Fast implementation of association rule mining using apriori algorithm (without parallelization)

Primary LanguageC++MIT LicenseMIT

Apriori_for_ARM

The most important aspect of this assignment was to understand there may be a huge difference between what a paper claims and our implementation of that regarding the execution time. Not only the differences originate from the algorithm, but also from the data structure that we use in the implementation.

Hardware and Software Specifications:

I compiled this code in Ubuntu 18.04 (64-bit version) using GCC version 7.3.0 and I had Intel i5-8500 CPU. You may see different execution times using different OS, compiler, or hardware.

To compile the code, use this line in the terminal:

g++ -std=c++17 -O2 AprioriImplementation.cpp

To run the code and see all details (with proper dataset file, support and value):

./a.out 10Kdataset.txt 0.001 0.8

This is a brief report of measures and run times for each of the three datasets:

Results for ~10K transactions (10 items for min_sup, and 80% of conf):

9949 transactions, 488 different items, run time =~ 12.74 seconds.
number of 1 to 10 frequent itemsets: (472, 24085, 8049, 3786, 2329, 1115, 407, 111, 21, 2)
There are 161856 strong association rules overall.

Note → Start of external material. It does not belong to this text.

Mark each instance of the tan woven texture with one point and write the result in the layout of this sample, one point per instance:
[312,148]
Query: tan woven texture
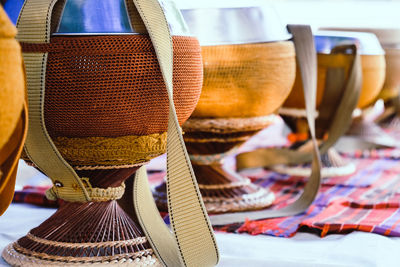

Results for 1K transactions (10 items for min_sup, and 80% of conf):

1000 transactions, 475 different items, run time =~ 0.11 seconds.
number of 1 to 2 frequent itemsets: (334, 174)
There is no strong association rules in this case.

Results for 100 transactions (10 items for min_sup, and 80% of conf):

100 transactions, 366 different items, run time =~ 0.00 seconds.
number of 1 frequent itemsets: (10)
There is no strong association rules in this case.

** To my knowledge, "-O3" is not as stable and consistent as "-O2", also there may be some problems if you compile the code with another version of g++. I have seen cases (on a computer with different version of GCC) with some problems generating all the strong association rules.

** This code is designed in a way that can handle databases with .txt and .csv format (I need to evaluate my code using .csv files, so I add supporting of such format to the code). If the input is a text file, make sure to have '\n' at the end of each line. Also it should follow UTF-8 and Unix(LF) to work properly. Since there is a discrepancy between Windows and Linux for this matter, you may see problems if you use improper database file.